Apoyándose en el marco, aparece el Odontólogo temblequeando, vestido con un delantal semejante al de un matarife, gris, con manchas rojas. De su mano izquierda, cuelga con impericia, lo que parece un peligroso y enorme torno, aún zumbando. Está muy pálido, empapado de transpiración. Trata de hablar pero no le sale sonido alguno. ¡Es idéntico a Mr. Bean! ese personaje tan simpático del Reino Unido. Pero ¿acaso es éste el dentista que me toca? Noto que me señala con un dedo que sufrió un impresionante tarascón, dado por el anterior paciente sin duda, y cuelga a media asta. Ese dedo me señala como si fuera el brazo de la Justicia Divina, acusándome de todos los pecados cometidos por mí, desde que era un organismo unicelular hasta la fecha. Me levanto aterrorizada, no puede ser que tal energúmeno, ose realizar algún trabajo dental en mi boca.
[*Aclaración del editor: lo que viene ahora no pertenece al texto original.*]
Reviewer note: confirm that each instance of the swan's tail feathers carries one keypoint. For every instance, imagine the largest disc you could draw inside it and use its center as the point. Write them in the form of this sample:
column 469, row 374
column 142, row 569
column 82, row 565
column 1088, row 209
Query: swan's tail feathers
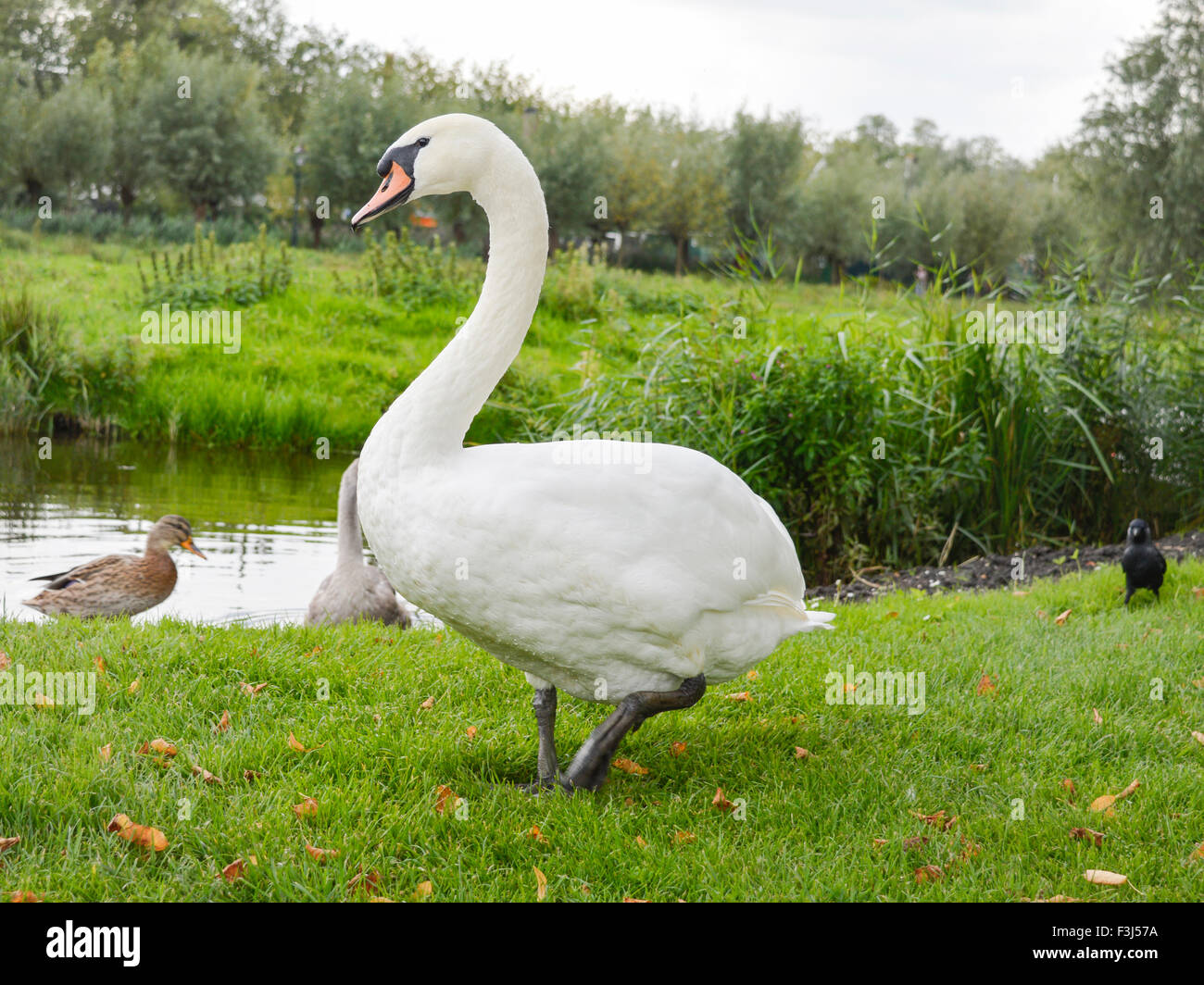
column 809, row 619
column 818, row 620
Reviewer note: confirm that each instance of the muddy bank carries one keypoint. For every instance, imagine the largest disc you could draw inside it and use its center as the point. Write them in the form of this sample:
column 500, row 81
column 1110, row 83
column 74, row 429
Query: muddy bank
column 994, row 571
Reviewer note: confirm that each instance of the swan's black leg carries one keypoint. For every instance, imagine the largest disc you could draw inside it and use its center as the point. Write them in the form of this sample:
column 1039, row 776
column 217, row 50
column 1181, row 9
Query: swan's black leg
column 591, row 764
column 545, row 704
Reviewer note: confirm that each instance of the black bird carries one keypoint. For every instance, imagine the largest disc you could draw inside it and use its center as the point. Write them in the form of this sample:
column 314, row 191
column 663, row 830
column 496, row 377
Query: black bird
column 1143, row 563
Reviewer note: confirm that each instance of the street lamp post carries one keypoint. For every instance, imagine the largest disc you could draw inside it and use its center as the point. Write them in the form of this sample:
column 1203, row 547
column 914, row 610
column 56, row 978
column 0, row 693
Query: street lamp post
column 297, row 160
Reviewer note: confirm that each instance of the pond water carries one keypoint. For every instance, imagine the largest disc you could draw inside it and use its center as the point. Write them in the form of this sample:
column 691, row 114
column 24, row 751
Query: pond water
column 265, row 520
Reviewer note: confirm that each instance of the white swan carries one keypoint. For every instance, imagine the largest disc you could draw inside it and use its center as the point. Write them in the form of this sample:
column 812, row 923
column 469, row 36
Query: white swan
column 631, row 575
column 354, row 591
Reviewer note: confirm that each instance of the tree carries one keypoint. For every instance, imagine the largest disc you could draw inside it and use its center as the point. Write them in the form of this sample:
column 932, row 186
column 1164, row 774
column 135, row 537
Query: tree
column 690, row 189
column 571, row 155
column 67, row 140
column 765, row 161
column 1144, row 139
column 129, row 80
column 219, row 146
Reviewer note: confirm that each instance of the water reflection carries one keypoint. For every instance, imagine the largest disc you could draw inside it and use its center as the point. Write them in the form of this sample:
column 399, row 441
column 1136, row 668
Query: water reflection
column 264, row 519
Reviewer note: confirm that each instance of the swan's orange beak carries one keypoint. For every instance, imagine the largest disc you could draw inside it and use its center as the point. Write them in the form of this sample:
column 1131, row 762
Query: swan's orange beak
column 393, row 192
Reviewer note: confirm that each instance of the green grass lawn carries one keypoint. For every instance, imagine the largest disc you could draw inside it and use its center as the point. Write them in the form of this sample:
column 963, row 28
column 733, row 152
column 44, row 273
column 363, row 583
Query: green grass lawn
column 808, row 826
column 323, row 360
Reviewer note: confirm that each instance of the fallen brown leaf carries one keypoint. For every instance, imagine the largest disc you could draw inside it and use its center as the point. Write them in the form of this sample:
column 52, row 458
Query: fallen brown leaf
column 935, row 820
column 366, row 881
column 320, row 854
column 159, row 745
column 1131, row 789
column 1087, row 833
column 444, row 795
column 205, row 775
column 307, row 808
column 137, row 835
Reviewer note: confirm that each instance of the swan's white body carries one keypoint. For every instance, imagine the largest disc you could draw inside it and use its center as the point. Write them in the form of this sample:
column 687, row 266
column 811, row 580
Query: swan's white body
column 601, row 580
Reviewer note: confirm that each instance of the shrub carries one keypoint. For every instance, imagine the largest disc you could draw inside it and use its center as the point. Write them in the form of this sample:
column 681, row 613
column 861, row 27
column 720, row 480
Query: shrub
column 200, row 275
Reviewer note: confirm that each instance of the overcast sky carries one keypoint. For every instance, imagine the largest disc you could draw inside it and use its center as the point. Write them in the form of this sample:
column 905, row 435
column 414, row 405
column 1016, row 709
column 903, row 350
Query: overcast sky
column 1016, row 70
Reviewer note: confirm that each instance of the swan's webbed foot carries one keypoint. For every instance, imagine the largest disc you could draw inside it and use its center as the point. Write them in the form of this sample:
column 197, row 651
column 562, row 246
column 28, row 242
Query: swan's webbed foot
column 591, row 764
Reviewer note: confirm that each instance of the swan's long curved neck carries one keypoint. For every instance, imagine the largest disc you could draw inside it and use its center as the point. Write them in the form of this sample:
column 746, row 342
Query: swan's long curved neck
column 433, row 416
column 350, row 544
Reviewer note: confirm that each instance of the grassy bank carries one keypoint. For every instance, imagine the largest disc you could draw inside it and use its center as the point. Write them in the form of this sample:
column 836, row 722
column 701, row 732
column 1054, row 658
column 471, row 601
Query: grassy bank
column 997, row 756
column 877, row 429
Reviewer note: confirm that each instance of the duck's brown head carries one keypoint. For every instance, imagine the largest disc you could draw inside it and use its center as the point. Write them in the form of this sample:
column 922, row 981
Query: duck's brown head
column 169, row 531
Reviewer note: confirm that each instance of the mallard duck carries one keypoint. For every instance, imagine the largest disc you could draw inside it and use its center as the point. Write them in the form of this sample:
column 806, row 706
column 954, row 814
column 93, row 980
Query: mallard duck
column 354, row 591
column 119, row 584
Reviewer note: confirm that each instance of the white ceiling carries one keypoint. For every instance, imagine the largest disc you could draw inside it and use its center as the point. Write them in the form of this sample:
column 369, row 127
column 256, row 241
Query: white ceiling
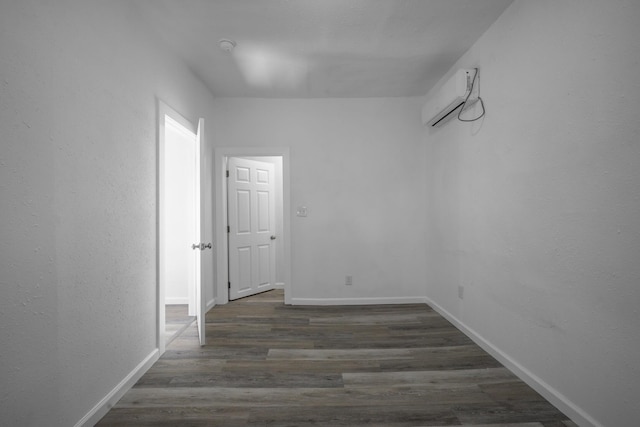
column 321, row 48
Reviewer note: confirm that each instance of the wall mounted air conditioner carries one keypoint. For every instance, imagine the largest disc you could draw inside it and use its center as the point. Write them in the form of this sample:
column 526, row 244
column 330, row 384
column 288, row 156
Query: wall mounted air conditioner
column 444, row 104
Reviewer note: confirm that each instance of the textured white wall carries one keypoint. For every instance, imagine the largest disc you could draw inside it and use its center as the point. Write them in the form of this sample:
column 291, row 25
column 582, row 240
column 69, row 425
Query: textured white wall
column 357, row 164
column 78, row 88
column 536, row 209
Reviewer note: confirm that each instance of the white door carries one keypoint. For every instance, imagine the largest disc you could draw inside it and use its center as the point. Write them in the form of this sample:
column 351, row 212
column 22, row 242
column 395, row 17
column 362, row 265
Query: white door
column 199, row 232
column 251, row 227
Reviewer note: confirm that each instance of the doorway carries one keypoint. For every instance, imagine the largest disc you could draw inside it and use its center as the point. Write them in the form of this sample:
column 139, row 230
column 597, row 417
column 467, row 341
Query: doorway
column 179, row 227
column 279, row 157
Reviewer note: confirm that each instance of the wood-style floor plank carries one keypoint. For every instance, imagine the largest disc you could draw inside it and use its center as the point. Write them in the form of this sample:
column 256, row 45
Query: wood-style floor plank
column 268, row 364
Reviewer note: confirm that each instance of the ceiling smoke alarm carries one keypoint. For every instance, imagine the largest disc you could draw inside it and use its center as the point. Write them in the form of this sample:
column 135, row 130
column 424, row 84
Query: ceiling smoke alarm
column 227, row 45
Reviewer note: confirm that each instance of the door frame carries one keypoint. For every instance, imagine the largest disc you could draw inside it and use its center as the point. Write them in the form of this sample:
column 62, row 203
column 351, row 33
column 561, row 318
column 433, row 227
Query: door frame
column 221, row 154
column 164, row 109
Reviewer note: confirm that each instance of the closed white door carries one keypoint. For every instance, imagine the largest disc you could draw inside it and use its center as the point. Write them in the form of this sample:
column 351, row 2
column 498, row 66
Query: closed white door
column 251, row 227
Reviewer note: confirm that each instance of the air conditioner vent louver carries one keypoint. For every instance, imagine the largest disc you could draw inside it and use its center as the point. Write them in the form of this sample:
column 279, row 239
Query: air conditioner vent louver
column 443, row 104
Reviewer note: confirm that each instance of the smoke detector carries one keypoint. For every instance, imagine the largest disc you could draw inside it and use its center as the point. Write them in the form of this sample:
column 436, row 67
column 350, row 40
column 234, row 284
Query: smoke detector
column 227, row 45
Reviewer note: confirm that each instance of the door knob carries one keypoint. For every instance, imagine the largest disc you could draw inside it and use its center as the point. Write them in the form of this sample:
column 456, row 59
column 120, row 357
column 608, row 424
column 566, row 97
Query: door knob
column 201, row 246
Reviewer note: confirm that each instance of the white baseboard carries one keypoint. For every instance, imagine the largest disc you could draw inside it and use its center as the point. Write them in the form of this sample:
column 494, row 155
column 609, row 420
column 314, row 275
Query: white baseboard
column 560, row 401
column 102, row 407
column 357, row 301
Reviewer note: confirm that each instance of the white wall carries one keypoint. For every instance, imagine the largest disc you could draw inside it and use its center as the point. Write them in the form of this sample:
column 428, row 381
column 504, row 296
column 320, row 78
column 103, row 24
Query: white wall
column 357, row 164
column 180, row 226
column 78, row 88
column 536, row 209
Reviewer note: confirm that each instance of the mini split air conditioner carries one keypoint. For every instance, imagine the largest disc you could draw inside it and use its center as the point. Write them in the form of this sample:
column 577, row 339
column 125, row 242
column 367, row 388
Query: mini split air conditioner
column 444, row 104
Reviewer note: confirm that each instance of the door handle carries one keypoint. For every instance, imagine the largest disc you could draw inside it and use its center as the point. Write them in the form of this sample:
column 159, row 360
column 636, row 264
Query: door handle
column 201, row 246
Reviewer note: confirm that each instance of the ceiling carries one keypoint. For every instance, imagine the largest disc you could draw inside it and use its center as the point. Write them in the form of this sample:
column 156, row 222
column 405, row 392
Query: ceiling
column 320, row 48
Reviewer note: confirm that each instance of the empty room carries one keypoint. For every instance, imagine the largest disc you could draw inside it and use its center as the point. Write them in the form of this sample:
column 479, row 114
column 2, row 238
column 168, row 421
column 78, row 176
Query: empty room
column 401, row 212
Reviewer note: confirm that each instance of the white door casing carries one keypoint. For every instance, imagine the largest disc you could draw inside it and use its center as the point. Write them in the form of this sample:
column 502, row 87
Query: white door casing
column 251, row 227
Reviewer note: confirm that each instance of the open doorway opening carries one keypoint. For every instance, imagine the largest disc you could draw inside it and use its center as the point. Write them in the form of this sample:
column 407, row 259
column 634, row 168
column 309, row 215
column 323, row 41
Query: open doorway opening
column 277, row 238
column 180, row 242
column 181, row 211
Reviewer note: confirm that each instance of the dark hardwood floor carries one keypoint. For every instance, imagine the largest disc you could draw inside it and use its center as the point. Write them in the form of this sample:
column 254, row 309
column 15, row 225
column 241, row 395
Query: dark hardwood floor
column 267, row 364
column 177, row 320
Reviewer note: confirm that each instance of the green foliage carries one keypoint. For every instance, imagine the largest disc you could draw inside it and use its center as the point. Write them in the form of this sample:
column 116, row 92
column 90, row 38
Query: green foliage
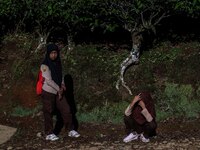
column 20, row 111
column 190, row 8
column 178, row 101
column 162, row 54
column 108, row 113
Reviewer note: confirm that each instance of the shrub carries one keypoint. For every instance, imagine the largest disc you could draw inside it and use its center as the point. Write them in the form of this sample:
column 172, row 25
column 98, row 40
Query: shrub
column 108, row 113
column 178, row 101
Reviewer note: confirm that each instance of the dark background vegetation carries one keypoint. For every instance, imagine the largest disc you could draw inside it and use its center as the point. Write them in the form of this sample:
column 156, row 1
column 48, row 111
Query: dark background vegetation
column 168, row 66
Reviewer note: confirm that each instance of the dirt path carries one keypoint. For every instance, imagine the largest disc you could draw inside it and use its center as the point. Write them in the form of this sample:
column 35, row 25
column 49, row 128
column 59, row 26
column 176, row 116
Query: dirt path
column 177, row 135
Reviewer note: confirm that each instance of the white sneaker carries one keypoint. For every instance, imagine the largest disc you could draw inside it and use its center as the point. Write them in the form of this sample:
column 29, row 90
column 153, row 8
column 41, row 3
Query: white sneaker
column 73, row 133
column 131, row 137
column 143, row 139
column 52, row 137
Llego hasta la puerta, olfateo como perro de presa el miedo de él, mayor aún que el mío, y echo un vistazo rápido por dentro. La silla dental con todos los instrumentos de tortura, está volcada. Un chorro de agua sale todo el tiempo hacia el aire, empapando todo. Encima de la mesa, bien a su alcance, hay un: “Manual para lograr ser Dentista en Diez lecciones” Primeros pasos, etcétera.
Seguramente mi boca se abrió sola en una O gigante, producto del asombro ante tanta improvisación, lo cual aprovechó el “Profesional” con sus ojos bizcos, para intentar enchufarme el torno a diestra y siniestra, sin interesarle demasiado cuál era el diminuto problema que me llevaba hasta ahí.
¡Salí como flecha de tal pesadilla! Tan veloz que dice la leyenda, pareció un tornado!
¡Se levantó una nube de tormenta pocas veces vista, arrasando con todo! Con semejante torbellino, se quebraron todos los vidrios, volaron sillas con pacientes incluidos, la mesa, la secretaria, el Manual, y hasta el torno quedó dando vueltas como una calesita.